Until the end of last year, the UK property market was going great guns. Prices were at an all-time high, even despite the fact that a pandemic had been raging for the best part of two years. At the start of 2020, the Bank of England feared that UK house prices could fall by 16 per cent; in actual fact, they went on a growth spree, jumping by almost 10 per cent in 2021 alone.
Then things began to change. War in Ukraine. Brexit fallout. The effects of Covid finally catching up with the economy. Cue a cost of living crisis, inflation, rising interest and mortgage rates… you know the drill all too well. January marks the fourth consecutive month that prices have fallen in London, and experts almost unanimously agree that the cooldown will continue, with one report by The Guardian forecasting drops of between 5 and 12 per cent (for the UK as a whole).
What will happen to the luxury property market?
All of that said, the luxury market is a different beast. Those purchasing prime property are less affected by the cost of living crisis and rising rates; research from Savills suggests that only a third of Prime Central London (PCL) homeowners have debt on their property. This means fewer forced sales and more holding of value. “Luxury, rare assets will always have demand over areas that are more susceptible, outside of prime central London,” says Camilla Dell, Managing Partner and Founder of independent buying agency Black Brick.
Dell forecasts that prices in prime London will drop two per cent this year, which is low, although she stresses that this should be taken with a pinch of salt: “Predicting property values is extremely difficult, particularly in a market like London where different property types and areas all factor hugely in determining how values will perform over time.” Even if the picture is worse than imagined, it may be a case of simply holding out, as inflation is predicted to peak in the middle of the year, meaning that “we should see some light at the end of the tunnel as we enter Q3 2023”.

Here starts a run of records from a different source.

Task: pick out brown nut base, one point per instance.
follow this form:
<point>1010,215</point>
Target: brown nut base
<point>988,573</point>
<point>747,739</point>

Is now a good time to sell?
Buyers are hesitant at the moment, says Dell, and will probably “only take the plunge if they feel the deal/discount seems worthwhile”. So, the answer to the question? Only if you’re willing to be pragmatic on price, as “anything that is wildly overpriced probably won’t be considered at the moment”.
That said, demand is highly subject to where a property is located. London is a patchwork of neighbourhoods and many are retaining their value. The market is still active and even competitive for family homes with gardens in the £2-5 million range in suburbs such as Richmond, Wimbledon and Dulwich, for example.

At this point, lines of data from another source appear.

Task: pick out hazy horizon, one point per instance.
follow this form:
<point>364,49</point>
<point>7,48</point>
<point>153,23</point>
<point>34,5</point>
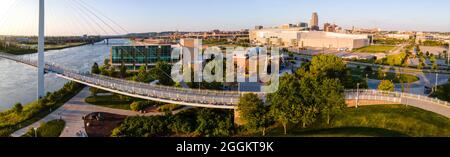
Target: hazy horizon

On a more general level, buyers are looking for proximity to transport links, a good local high street and a park, according to Dell. “Post-pandemic, buyers want to feel like they are buying into a community,” she says. A premium is also being placed on properties with air conditioning as summers in London get hotter.
Is now a good time to buy?
If you’re buying in the current climate, you should make sure that your investment is a worthwhile one. Mayfair is always a good choice – a prime address since the 17th century, stock in this one-mile-square grid is in short supply, and demand remains strong. In prime outer London, look to St John’s Wood. Here, current sale prices are up 11 per cent compared to the 2018 peak.
If you want to be smart, Dell also recommends North Kensington, which she says “has been on a quiet ascent”. “Golborne Road Market is a less tourist-flooded and altogether hipper alternative to Portobello Road,” she continues. “Buyers are also cottoning on to the fact that they can get great value for money compared to Notting Hill, less than a mile away.” In W10, property sells for around £1,400 to £1,500 per sq ft; a similar property in Notting Hill could cost anywhere from £4,000 to £5,000 per sq ft.
Acton is another good choice. It has been the subject of considerable investment – including the arrival of super-fast train links to the City and Canary Wharf – and a £1 billion scheme to build homes, offices, shops and restaurants next to the station is in the pipeline. These new arrivals have helped hike house prices in Acton by 59 per cent between 2012 (when work on Crossrail began) and last year.
Finally, consider Herne Hill, says Dell: “It has previously been overshadowed by its neighbours, Brixton and Peckham. But as property prices have swelled, buyers looking for value for money have started to explore Herne Hill. Little wonder that a ripple of young families – the ‘dogs and sprogs’ crowd – have chosen this area.” The most famous of these is Boris and Carrie Johnson, who are reported to have chosen an Edwardian villa on Stradella Road as their post-Downing Street home.
It seems inevitable that prices will fall this year, and we shouldn’t expect more than above-inflationary growth for the next few years. However, the pinch will mainly be felt in the middle market, as opposed to prime London. That said, buyers will be more sluggish, and sellers should therefore be realistic about valuing their property. There are areas, however, that may, if not buck the trend, then outperform. Look for up-and-coming postcodes bolstered by great transport links, proximity to other areas and possession of other coveted features.